Author: Louis L’Amour
Mood: If you and your bestie want to read a Western that perfectly captures the spirit of friendship without ever sacrificing action or excitement so you can talk about it over drinks.
Catlow checks all of the boxes for a great Western adventure. It takes up little of your time, and leaves you with a big grin on your face. It’s just about the best little cowboy novel you can get.
I can’t believe somebody ditched it at a thrift store for me to find. That person makes questionable life choices.
I’m a huge Louis L’Amour fan, and I’ve previously reviewed the 1971 movie version of Catlow. L’Amour books tend to make for great movies, and Catlow (the book) is no exception. But even if you’ve seen the movie and loved the characters you met on screen through Yul Brynner, Richard Crenna, and Leonard Nimoy, you NEED to read the book.
It’s not the same story.
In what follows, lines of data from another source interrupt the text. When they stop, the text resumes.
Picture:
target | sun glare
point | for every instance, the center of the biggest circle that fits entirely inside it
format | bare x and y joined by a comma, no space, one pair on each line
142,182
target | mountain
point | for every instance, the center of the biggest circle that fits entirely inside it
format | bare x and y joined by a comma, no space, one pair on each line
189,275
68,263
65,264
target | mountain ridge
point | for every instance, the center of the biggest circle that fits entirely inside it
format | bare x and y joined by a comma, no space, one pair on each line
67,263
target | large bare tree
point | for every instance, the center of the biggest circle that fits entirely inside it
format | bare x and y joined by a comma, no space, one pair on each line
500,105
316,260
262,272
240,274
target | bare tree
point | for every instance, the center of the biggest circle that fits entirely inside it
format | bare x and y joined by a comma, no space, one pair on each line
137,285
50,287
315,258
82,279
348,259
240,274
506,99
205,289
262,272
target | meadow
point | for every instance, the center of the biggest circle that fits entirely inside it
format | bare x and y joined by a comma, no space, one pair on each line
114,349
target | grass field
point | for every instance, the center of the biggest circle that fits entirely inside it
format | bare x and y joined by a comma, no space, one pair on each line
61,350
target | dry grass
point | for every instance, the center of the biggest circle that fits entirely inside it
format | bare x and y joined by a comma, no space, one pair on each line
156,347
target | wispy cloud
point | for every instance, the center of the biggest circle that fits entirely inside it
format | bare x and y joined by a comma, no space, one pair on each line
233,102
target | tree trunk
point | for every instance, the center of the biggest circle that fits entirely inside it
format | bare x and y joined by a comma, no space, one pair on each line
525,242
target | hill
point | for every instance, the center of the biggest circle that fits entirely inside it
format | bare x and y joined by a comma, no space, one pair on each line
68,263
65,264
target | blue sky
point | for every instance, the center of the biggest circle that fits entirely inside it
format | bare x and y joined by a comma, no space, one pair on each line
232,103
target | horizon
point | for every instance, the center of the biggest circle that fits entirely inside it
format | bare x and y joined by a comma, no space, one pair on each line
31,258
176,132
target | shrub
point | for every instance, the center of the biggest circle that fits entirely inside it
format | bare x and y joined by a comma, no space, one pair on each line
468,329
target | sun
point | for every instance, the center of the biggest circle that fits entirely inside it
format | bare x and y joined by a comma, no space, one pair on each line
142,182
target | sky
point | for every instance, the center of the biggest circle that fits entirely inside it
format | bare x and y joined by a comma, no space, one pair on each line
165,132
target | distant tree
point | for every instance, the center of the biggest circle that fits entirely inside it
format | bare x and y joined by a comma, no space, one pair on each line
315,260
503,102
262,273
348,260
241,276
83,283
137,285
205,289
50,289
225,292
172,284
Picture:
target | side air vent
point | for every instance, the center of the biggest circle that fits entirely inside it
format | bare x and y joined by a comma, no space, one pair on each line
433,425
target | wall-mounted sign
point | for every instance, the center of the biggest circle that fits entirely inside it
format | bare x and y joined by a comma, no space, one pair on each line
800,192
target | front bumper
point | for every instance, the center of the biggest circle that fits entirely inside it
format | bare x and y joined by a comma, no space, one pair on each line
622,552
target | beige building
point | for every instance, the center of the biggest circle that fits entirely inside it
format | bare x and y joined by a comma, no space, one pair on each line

It’s even better.
Catlow is the story of how cattleman Bijah Catlow, a former cattleman with a huge reputation and friends in all places, robbed $2M in government gold and silver from Mexico. Mostly. But you’re not mad at him.
Throughout his escapades this charming scamp is pursued and, occasionally, unintentionally, helped by the most unlikely person of all – his lawful good BFF since childhood, deputy marshal Ben Cowan.
Catlow and Cowan respect the hell out of each other, and there’s a super enjoyable bromace driving the story forward. They like women just fine, but they LOVE their ongoing game of cat and mouse. Cowan is the serious, observant one, and Catlow is the charismatic leader who makes you think maybe a little crime isn’t so bad.
It’s a little bit like if Point Break was a L’Amour Western, and holy shit can you imagine if Patrick Swayze and Keanu Reeves made a Western? Maybe one day our AI overlords will enable us to recast movies for fun.
Anyway. Despite all the environmental and strategic challenges of an epic manhunt, it always comes back to how Catlow and Cowan come through for each other in the end.
I used to think Louis L’Amour got better with age, and that his later novels, like Jubal Sackett, were his best work. But Catlow proves my theory wrong. I don’t know that there’s a more perfect example of how well L’Amour could weave a Western yarn than this book.
It’s got everything you want and more – action, adventure, a heist, danger, escapes, and hints of romance that don’t distract from the story because let’s face it, L’Amour wasn’t too great at writing women. And that’s fine; the relationship between Catlow and Ben Cowan is the theme.
But at the same time, the two supporting female roles in Catlow (the book) are significantly larger and more engaging than how they were rewritten for Catlow (the movie). The character who makes the smallest impression in the book is actually Miller, which is the opposite of Leonard Nimoy’s portrayal in the movie. Miller is more of a coward in the book, and you’re never really worried about him getting the drop on Catlow.
This book is rife with the evocative descriptions you expect from L’Amour, the man who supposedly walked every single inch of land he ever wrote about. L’Amour puts you right there in the dry, dusty, unforgiving landscape. The balance of descriptive content, dialogue, and action is on point. There’s never a time where you’re missing one element or the other; they’re tightly woven into a short, sharp story that’s impossible to put down.
Find yourself a copy of Catlow. It’s quick, easy reading that delivers a ton of entertainment in a tiny volume. These are the kinds of characters who stay with you long after the book is done. Catlow will go on your re-read shelf, for sure.